WHY DOES THE MARKET KEEP GOING UP?
Courtesy of The Pragmatic Capitalist
This is a question that confounds those on the sidelines and aggravates the bears to no end. Many attribute it to some sort of bank or government engineered conspiracy theory. Others say it is simply performance chasing by large money managers. Personally, I find the answer in the psychological. When you break market transactions down to their simplest point it really all comes down to psychology. The transaction price point occurs at an agreed upon price where one party succumbs to the demands of the other (to oversimplify things). In other words, one party has a greater need to achieve a certain price on the buy side or sell side. This is all due to psychology.
This was best seen during the last year. 12 months ago sellers were desperate to get out of stocks. The buyers were in an obvious position of power where they could actually drop their bids or hold out altogether. Today’s market environment is very much the opposite. The sellers are in a position of power because there is no great need to sell. The buyers on the other hand, are in a position of fear caused by the idea that they might miss out on future price appreciation. There is no dire reason to sell therefore the buyers simply overpower the sellers on a daily basis and this drives prices higher.
This is all being compounded by the fact that we are coming off such a massive psychological imbalance earlier this year. This is classic overshooting in a mean reversion process. The following image represents price action around the business cycle. The blue line represents the mean. As the economy expands investors tend to overshoot to the upside. The inverse occurs in a recession. What we saw in March was a classic case of panic fear that resulted in a massive overshoot to the downside. My March 8th bottom call had very little to do with changing fundamentals and everything to do with a panic overshoot. Admittedly, the timing was remarkably lucky, but the approach was not. I was simply playing off the idea that stocks and emotions had overshot far too much to the downside.
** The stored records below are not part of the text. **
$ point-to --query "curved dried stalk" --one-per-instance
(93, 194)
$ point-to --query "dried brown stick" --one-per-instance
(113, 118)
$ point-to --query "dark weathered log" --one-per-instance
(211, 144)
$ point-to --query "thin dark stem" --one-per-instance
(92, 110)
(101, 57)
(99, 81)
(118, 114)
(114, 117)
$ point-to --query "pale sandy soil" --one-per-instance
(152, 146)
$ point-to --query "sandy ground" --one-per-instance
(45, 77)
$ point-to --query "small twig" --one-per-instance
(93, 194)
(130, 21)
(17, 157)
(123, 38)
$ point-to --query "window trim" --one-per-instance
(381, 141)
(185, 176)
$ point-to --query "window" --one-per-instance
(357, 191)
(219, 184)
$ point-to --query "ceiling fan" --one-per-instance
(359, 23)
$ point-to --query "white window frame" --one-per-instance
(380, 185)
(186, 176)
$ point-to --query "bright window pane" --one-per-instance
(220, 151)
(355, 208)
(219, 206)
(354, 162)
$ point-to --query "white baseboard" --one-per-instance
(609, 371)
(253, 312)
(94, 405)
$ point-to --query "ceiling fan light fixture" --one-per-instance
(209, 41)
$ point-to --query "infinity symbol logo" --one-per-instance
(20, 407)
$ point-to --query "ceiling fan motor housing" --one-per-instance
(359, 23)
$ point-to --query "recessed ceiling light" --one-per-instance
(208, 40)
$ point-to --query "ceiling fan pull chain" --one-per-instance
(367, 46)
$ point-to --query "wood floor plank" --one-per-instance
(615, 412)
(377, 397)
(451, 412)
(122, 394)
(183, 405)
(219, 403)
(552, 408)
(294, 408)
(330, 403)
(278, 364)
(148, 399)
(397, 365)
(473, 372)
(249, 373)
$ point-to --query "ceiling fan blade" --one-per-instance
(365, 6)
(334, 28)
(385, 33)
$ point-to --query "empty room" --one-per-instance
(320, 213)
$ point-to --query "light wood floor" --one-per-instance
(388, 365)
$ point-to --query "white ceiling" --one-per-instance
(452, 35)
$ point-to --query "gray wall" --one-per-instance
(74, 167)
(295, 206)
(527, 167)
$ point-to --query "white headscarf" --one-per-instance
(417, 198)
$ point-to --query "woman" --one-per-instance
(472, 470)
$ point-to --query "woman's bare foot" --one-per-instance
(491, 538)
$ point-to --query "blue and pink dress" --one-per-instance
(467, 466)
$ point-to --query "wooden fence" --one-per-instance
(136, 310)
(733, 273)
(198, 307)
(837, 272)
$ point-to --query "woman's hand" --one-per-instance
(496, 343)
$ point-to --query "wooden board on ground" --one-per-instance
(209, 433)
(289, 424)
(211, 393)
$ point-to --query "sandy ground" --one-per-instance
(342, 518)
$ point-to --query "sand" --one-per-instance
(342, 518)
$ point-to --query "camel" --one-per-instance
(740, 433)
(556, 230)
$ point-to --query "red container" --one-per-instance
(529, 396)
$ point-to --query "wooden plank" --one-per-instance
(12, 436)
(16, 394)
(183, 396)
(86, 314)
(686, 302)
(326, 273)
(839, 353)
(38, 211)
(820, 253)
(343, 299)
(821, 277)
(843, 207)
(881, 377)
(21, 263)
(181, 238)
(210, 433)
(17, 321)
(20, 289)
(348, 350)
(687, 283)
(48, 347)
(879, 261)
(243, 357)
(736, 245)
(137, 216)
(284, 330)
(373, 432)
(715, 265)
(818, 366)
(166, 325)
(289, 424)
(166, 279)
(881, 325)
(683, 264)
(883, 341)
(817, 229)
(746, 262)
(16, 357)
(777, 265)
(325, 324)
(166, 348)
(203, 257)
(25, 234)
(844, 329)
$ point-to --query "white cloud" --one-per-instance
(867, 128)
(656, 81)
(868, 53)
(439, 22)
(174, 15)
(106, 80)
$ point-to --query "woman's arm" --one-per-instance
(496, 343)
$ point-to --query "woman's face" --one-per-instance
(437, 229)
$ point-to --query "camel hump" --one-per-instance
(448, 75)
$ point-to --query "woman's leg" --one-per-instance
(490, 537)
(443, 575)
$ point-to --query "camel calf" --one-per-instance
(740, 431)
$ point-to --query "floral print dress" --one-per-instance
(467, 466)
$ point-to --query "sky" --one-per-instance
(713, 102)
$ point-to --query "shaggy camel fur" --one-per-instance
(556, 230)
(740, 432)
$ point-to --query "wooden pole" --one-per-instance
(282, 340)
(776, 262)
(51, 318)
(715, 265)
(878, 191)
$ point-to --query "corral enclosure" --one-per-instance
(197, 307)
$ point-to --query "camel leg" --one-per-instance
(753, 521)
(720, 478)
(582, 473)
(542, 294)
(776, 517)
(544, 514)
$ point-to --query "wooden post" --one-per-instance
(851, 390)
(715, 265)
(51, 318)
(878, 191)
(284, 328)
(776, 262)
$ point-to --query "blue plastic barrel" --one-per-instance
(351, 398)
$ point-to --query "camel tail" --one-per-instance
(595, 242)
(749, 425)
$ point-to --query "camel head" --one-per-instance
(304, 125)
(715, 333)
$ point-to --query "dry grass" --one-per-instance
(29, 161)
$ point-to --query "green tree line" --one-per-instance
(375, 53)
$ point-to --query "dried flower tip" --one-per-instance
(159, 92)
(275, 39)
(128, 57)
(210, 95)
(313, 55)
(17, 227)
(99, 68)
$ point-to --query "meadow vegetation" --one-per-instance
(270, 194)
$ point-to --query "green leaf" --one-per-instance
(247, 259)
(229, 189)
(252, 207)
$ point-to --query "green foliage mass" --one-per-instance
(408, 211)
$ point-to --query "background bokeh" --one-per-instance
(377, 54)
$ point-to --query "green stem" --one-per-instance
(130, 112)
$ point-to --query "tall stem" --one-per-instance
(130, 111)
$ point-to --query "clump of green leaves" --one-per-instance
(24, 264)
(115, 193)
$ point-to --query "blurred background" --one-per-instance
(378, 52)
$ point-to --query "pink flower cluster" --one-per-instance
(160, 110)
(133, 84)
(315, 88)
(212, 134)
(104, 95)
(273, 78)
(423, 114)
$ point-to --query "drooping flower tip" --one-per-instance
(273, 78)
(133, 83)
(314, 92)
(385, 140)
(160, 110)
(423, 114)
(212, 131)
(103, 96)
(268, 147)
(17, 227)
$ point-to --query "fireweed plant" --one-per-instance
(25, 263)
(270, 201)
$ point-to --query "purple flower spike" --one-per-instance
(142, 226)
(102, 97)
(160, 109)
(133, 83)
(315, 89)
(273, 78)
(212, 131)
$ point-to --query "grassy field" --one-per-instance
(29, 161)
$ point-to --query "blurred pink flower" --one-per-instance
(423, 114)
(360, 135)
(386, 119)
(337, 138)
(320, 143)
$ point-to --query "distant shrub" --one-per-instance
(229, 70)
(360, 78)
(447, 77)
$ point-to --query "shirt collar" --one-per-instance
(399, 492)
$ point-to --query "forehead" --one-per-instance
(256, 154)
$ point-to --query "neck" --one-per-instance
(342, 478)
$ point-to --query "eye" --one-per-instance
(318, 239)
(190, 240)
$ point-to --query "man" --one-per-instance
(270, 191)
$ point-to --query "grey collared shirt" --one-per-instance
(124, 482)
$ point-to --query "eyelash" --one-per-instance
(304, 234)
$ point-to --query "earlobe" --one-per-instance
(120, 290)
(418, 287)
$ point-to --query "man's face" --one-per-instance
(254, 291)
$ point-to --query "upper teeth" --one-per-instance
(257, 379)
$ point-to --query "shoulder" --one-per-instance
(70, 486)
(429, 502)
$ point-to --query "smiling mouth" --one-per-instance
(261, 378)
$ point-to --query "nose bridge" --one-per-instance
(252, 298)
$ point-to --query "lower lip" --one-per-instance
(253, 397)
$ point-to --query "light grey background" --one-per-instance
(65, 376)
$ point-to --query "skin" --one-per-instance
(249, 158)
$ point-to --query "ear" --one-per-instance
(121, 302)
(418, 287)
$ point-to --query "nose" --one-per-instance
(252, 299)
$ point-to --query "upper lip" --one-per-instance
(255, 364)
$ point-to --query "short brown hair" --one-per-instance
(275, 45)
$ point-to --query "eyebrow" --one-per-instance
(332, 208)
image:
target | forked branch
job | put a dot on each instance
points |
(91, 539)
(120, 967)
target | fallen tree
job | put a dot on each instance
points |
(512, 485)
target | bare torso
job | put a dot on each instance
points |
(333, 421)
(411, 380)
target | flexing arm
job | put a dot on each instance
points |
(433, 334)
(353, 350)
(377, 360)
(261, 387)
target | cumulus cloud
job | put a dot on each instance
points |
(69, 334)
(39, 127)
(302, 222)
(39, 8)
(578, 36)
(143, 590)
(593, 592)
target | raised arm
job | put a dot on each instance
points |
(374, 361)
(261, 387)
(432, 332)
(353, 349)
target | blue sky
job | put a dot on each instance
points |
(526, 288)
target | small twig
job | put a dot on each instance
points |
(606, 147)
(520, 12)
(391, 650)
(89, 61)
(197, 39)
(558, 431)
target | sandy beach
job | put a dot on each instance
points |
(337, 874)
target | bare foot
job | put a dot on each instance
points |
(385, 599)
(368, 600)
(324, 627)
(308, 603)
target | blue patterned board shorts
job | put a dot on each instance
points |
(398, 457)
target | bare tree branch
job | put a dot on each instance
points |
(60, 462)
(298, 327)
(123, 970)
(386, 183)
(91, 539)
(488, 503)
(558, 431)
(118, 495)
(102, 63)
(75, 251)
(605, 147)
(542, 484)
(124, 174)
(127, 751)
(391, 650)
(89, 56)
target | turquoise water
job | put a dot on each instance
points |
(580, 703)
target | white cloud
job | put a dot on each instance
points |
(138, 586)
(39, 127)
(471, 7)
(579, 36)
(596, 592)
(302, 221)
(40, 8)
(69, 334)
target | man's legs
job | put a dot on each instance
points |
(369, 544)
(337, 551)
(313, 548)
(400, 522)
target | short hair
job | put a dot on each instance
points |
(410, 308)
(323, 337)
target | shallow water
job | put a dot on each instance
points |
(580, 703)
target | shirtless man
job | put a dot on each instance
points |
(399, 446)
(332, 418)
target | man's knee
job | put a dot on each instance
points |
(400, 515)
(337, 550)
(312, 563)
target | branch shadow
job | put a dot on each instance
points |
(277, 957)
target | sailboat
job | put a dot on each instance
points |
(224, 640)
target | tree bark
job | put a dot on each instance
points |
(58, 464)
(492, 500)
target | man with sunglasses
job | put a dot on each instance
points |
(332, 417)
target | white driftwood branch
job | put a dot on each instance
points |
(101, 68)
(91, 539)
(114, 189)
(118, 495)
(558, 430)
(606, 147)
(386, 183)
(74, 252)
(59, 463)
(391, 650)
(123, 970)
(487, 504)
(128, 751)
So where do we sit today? Today’s market is characterized by a lack of negative psychological catalysts that can change the current market dynamic where buyers overpower sellers. That means we are likely to continue seeing the buyers overpower the sellers until a negative catalyst catches hold of the sellers in the market and instills enough fear to grab the reins backs from the buyers. Until that occurs, psychology is likely to remain positive (but not yet euphoric) and price action will likely follow.